Developing computer vision models for detecting visual symptoms of emerging diseases is hampered by the need for large datasets, a significant challenge in rapid response situations like pandemics or bioterrorism. Traditional data collection is time-consuming and insufficient. SynthVision addresses this by using diffusion models to generate synthetic medical images from minimal guide images. While previous work utilized GANs for synthetic image generation, they suffer from limitations in diversity and require large datasets. Diffusion probabilistic models offer advantages in generating high-quality, diverse images, even from limited input, as demonstrated by recent advancements in Denoising Diffusion Probabilistic Models (DDPMs). This study aims to demonstrate the effectiveness of diffusion models for synthetic image generation in healthcare to overcome data scarcity and improve diagnostic accuracy in rapidly evolving medical challenges.

The existing literature highlights the potential and limitations of using GANs and diffusion models for generating synthetic medical images. Studies like Aljohani & Alharbe (2022) showed Deep Pix2Pix GAN's potential in creating realistic medical images. However, GANs are known for instability and lack of diversity. Khader et al. (2022) demonstrated the successful use of diffusion models in synthesizing high-quality medical imaging data, improving model performance with scarce data. Nichol and Dhariwal (2021) advanced DDPM capabilities, allowing for efficient high-quality image generation. Ceritli et al. (2023) also showcased diffusion models' versatility in generating realistic mixed-type Electronic Health Records. These studies provide a foundation for SynthVision's approach, addressing the limitations of previous methods and leveraging the strengths of diffusion models.

SynthVision employed a two-phase methodology. Phase 1 focused on fine-tuning diffusion models for generating images of HPV genital warts. A four-step process was used: 1) Personalization of a Stable Diffusion 1.5 model using DreamBooth, with 10 clinically validated guide images and detailed text prompts; 2) Super-resolution fine-tuning using low- and high-resolution image pairs to preserve detail; 3) Model adjustment based on initial trial feedback, focusing on accurate wart depiction rather than the entire genital area; 4) Training with specific parameters (UNet training steps: 2000; UNet learning rate: 2e-6; Text Encoder training steps: 350; Text Encoder learning rate: 4e-7; Image Resolution: 512) on a Tesla P100 GPU. This generated 630 images, of which 500 were clinically validated and used in the final dataset. Phase 2 involved developing a computer vision model using the generated synthetic dataset. A ViT-Base-Patch16-224 Vision Transformer with attention dropout was used. Data was split into training (500 synthetic HPV, 500 real normal), validation (50 each of HPV and normal), and testing (70 each of HPV and normal) sets. Hyperparameter tuning was performed, with final settings of IMAGE_SIZE = 224x224, BATCH_SIZE = 64, EPOCHS = 150, LEARNING_RATE = 1e-4, and the RMSprop optimizer.

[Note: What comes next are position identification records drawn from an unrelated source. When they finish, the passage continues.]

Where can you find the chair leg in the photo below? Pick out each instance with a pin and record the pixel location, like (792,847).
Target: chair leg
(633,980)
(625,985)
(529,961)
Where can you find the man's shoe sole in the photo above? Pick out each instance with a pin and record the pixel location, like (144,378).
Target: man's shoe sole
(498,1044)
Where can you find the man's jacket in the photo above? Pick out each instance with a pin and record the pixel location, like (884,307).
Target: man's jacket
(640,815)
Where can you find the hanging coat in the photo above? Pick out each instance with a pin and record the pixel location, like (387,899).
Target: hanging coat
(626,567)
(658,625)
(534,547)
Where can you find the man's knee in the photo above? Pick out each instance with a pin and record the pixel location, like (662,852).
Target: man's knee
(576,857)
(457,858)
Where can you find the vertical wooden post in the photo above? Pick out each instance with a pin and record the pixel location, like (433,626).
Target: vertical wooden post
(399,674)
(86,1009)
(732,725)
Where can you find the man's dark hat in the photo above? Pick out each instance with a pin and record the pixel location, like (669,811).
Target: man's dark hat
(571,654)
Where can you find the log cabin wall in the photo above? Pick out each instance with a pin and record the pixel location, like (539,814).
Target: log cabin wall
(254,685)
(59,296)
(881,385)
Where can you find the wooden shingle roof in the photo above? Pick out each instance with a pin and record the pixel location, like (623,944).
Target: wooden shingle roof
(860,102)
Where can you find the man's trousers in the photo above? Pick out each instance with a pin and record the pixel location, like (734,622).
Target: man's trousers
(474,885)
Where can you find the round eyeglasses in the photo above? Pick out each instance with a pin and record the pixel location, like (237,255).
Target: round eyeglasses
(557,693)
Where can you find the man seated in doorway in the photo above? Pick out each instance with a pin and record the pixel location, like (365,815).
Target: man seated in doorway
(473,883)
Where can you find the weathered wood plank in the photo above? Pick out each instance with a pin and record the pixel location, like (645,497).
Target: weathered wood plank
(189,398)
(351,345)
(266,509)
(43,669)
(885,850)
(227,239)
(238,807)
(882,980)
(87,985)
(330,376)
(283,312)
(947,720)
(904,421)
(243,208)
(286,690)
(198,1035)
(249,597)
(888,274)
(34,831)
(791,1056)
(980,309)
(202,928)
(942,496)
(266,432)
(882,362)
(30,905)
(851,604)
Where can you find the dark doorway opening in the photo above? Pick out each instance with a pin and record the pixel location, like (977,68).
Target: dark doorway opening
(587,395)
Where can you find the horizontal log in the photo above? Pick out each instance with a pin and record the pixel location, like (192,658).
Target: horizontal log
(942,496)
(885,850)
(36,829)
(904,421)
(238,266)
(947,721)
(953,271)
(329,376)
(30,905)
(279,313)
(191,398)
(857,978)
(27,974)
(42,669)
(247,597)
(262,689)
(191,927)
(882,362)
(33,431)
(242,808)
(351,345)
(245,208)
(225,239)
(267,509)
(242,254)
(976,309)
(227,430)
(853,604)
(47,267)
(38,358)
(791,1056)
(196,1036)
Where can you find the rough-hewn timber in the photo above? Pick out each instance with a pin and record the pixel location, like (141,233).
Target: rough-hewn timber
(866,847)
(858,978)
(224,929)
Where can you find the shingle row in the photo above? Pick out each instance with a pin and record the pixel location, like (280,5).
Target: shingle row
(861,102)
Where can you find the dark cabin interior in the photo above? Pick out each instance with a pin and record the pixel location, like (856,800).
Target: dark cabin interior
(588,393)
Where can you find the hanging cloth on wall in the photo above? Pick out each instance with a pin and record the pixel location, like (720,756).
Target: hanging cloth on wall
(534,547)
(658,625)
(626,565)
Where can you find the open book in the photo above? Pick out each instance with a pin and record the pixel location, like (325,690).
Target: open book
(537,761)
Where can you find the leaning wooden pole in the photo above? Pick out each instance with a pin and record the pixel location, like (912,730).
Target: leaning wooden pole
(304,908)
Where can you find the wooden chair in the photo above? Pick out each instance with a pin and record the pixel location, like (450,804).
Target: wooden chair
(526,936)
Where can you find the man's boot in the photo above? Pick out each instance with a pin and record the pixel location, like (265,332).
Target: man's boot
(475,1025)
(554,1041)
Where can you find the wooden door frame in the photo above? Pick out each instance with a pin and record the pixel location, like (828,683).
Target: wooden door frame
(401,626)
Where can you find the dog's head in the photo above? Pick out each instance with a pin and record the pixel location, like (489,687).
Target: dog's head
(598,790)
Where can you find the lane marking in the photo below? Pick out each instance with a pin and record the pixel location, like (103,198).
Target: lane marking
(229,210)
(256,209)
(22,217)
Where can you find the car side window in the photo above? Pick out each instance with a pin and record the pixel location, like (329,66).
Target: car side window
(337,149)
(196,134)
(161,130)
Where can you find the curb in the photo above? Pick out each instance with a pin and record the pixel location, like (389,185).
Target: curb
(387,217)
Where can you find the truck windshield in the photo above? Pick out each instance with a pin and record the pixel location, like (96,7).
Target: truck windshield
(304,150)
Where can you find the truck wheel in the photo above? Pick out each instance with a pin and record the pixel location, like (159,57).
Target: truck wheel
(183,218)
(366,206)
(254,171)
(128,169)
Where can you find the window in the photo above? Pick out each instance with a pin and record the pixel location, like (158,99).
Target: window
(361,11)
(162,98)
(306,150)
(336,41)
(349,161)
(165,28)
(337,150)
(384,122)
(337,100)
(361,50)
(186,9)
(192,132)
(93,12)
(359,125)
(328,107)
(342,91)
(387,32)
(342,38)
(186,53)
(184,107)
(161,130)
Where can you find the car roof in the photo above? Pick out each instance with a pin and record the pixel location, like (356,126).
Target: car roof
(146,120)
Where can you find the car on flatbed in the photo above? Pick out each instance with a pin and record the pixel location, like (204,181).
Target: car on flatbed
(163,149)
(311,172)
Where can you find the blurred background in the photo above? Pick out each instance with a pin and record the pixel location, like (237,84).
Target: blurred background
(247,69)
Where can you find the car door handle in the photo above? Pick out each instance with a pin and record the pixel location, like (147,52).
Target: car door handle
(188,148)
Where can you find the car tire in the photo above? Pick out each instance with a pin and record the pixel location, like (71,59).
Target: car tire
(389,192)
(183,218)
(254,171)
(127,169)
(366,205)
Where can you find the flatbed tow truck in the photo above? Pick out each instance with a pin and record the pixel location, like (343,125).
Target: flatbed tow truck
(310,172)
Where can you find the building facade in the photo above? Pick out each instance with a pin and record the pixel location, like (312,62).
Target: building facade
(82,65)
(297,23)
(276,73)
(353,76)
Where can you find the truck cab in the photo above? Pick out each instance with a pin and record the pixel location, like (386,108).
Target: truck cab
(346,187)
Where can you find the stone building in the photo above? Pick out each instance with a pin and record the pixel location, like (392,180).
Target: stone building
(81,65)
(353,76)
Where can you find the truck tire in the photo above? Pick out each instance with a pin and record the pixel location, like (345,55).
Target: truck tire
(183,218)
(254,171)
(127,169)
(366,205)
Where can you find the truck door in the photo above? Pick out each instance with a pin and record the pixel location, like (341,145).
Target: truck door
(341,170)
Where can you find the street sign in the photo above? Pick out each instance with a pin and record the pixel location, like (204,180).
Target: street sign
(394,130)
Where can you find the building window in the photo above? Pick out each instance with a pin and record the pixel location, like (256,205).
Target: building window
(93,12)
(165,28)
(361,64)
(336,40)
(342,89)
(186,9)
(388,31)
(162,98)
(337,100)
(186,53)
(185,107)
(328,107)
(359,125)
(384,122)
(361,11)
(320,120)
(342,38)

The model trained on the synthetic dataset demonstrated exceptional performance. The confusion matrix showed high true positive and true negative rates, with 66 out of 70 HPV cases correctly identified and all 70 normal cases correctly identified. The classification report indicated perfect precision (1.00) for HPV detection, 95% precision for normal cases, 94% recall for HPV cases, and 100% recall for normal cases. The F1-score was 0.97 for both classes, and the overall accuracy was 97%. The ROC curve analysis yielded an AUC of 0.993, showcasing strong discriminative power. These results highlight the model's high accuracy, specificity, and sensitivity in classifying HPV genital warts and normal cases, suggesting its potential clinical utility.

The study successfully demonstrated the hypothesis that minimal real images can be used to create a large synthetic dataset for training a high-performing disease detection model. This addresses the crucial bottleneck of data scarcity in rapidly emerging medical emergencies. The high performance of the model, comparable to or exceeding models trained on large real datasets, underscores the effectiveness of the SynthVision methodology. The DreamBooth training method and super-resolution fine-tuning were essential for producing high-quality and clinically relevant synthetic images. The rapid generation of training data enables quicker development and deployment of vision models, vital for managing outbreaks. The method's adaptability to new conditions by fine-tuning with a small number of new condition images is also a significant advantage.

SynthVision presents a groundbreaking approach to rapidly developing accurate computer vision models for disease detection using minimal real-world data. The high performance achieved using solely synthetic data generated from diffusion models highlights its potential for deployment in critical situations. Future research should focus on extending this to other medical conditions, improving model efficiency and reducing computational costs, and exploring applications in different imaging modalities.

While the study demonstrates promising results, the reliance on a relatively small number of initial guide images and the potential limitations in generalizability due to the use of a completely synthetic training set should be noted. Further validation on independent, diverse datasets in real-world clinical settings is necessary to fully establish the model's robustness and general applicability.